It's hard to say whether it's better to be in a good mood or a bad one when approaching Chasing the Shadows, the latest recording from Burlington duo the Dead Souls. If you're an upbeat sort, the band's ethereal goth rock could act as a sort of musical sedative, Zoloft with a red-wine chaser to take the edge off. If you're more the moody type, the record's all-encompassing gloominess could become oppressive, in which case we'd strongly advise leaving the booze and pills on the shelf. (Actually, we'd advise that anyway.)
The Dead Souls are multi-instrumentalists Etienne Goldberg and Kevin Shames, transplants from Puerto Rico who recently landed in Burlington. The duo has three previous recordings to its credit. Chasing the Shadows is the first for Beautiful Music CDs, a new micro-label helmed by local experimental-pop songwriter Joey Pizza Slice and Burlington's Ashley Melander.
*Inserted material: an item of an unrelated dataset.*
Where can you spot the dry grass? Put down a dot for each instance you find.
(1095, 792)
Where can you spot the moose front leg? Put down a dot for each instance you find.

In a recent email, the cofounders explain that the label's mission is to "explore the nooks and crannies of this town to find people working hard on the music they love." The guess here is that the nook hiding the Dead Souls was a particularly dark one.
The Dead Souls specialize in a murky brand of goth rock bathed in smoky tendrils of New Wave that makes Joy Division seem peppy by comparison. The record opens with "Struggle," a dark cloak of ringing guitar that evokes faint echoes of the Cure. Goldberg's melodic sensibility isn't far off from that of Robert Pollard, actually. The difference here is that his clipped baritone is so insistent, he more closely resembles a throaty hardcore singer than a New Wave crooner. Goldberg does show a softer side, however, mellowing out at the chorus with a repeated plea that seems to drift hopelessly away into a foggy abyss.
"Madness" follows in similarly bleak fashion with a jagged but hypnotic guitar riff that slithers its way into your subconscious. While it's in there laying black little eggs of dreariness, the instrumental "Eyes" winds even farther into the sepulchral recesses of your soul.
All of this makes "In Empty Dreams" feel like an ice cream rainbow topped with dancing unicorns and puppies. That's a bit of an exaggeration. But the song's bristling programmed drumbeat and shimmering guitar does offer welcome respite from the preceding catatonia. In the case of the Dead Souls, mere melancholy is a positive attitude adjustment.
The title track is the sharpest of the bunch, contrasting finely serrated guitar work against Goldberg's anguished, open-toned vocals. The Dead Souls certainly don't lack for creative ways to express their anguish. And "Chasing the Shadows" is the duo's most ambitious and thoroughly executed song.
Chasing the Shadows is a profoundly dark work. And that, naturally, is the point. As the band writes on its Bandcamp page, "This is a defining album for us, expressing images and emotions that may take you to the most eerie and frustrated corners of reason." Regardless of one's taste for moody emo, there's no denying the Dead Souls have done exactly that.